If the Quakers make it through the first two rounds unscathed, the top seed they could face would be No. 3 Maryland in the Final Four (played conveniently enough for the Terrapins in Towson, Maryland). And just like the Terriers, the Terrapins lost to the Quakers in the 2007 tournament. (On a side note, if the Quakers do face UMD and BU, they will face the only two D-I women's lacrosse programs whose nicknames start with t-e-r.) Last year, Penn beat the Terrapins in a thrilling 9-7 comeback victory in the second round, despite being down 4-0 early and then 5-3 at the half.
Brower wasn’t the only one to realize the potential repeat matchups. Senior attack Allison Ambrozy also saw the possible rematches and had mixed feelings about it.
“We could essentially be playing the same teams as last year,” she said. “It’s boring a little bit but I also think we have an edge over them since we did beat them last year. We got a sense of their strengths, which is helpful scouting wise. But I personally would rather play some different teams.”
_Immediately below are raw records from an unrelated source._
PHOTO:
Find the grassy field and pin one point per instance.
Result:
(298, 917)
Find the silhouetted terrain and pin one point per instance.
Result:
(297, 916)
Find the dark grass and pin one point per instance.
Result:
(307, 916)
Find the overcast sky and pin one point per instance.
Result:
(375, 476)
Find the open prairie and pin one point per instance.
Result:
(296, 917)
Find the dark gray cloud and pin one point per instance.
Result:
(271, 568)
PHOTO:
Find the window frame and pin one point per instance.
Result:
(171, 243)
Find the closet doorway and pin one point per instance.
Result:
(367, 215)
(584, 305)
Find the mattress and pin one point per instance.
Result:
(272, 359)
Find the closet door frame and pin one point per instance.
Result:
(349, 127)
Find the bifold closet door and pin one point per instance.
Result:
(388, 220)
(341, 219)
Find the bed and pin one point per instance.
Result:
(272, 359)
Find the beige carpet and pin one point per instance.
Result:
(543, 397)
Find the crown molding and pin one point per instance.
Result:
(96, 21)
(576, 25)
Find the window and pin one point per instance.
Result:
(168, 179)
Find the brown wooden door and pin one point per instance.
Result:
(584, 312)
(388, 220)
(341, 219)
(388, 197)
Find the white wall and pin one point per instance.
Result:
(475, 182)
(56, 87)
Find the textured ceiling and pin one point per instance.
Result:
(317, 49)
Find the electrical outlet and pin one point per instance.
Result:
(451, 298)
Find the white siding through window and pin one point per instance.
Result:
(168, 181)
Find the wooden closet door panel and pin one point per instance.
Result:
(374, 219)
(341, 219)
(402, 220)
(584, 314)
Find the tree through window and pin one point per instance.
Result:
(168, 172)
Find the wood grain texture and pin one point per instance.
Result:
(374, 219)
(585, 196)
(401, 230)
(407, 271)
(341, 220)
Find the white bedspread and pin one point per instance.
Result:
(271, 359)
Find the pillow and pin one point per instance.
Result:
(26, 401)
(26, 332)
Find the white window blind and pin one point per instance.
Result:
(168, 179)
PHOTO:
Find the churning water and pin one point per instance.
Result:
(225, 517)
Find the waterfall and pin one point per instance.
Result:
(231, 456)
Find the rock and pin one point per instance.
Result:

And finally, if the Quakers' seed holds all the way to the National Championship game, and so does the chalk in the top half of the bracket, the team waiting for them will be the Northwestern Wildcats (17-1). The Wildcats and Quakers have faced five times over the last four years. The first four results all were heavily in Northwestern's favor, as the Quakers lost by a combined 55- 20 (including a loss in the Final Four 12-2 last year).
But on April 27 this year Penn pulled off a big upset, beating then-undefeated Northwestern 11-7. If the Quakers and Wildcats were to square off once again in the finals, it'd cement this rivalry as the one of the top inter-conference ones in the nation. Considering by the end of that game four of these teams’ combined six losses over the last two years would've been to the other squad, these two teams are shaping up like the Colts-Patriots. In fact that analogy would be very applicable if the Quakers actually win the championship this year, since the year the Colts won the Superbowl they beat the Patriots in both the regular season and the playoffs.
But enough with football. In addition to teams from last year's tournament, there are three teams in the bracket, in addition to Northwestern, that the Quakers have already played this year: Temple, Princeton and North Carolina. Penn won all of those three games. However, the chances of facing any of the three are unlikely since they'd all involve multiple upsets, and the worst of the three teams, Temple, is the only one in Penn’s half of the bracket.
For the Owls to face Penn, they would have to upset Maryland and the winner of No. 6 Georgetown/Duke. The other two potential rematches, although more likely since they involve better teams, still are unlikely to occur. The No. 8 Tigers or unranked Tar Heels would need Northwestern, No. 4 Virginia and No.5 Syracuse all to lose in order to advance to the championship game.
So while 2008 opponents probably aren’t going show up again, the Quakers might experience some 2007 déjà vu come tournament time.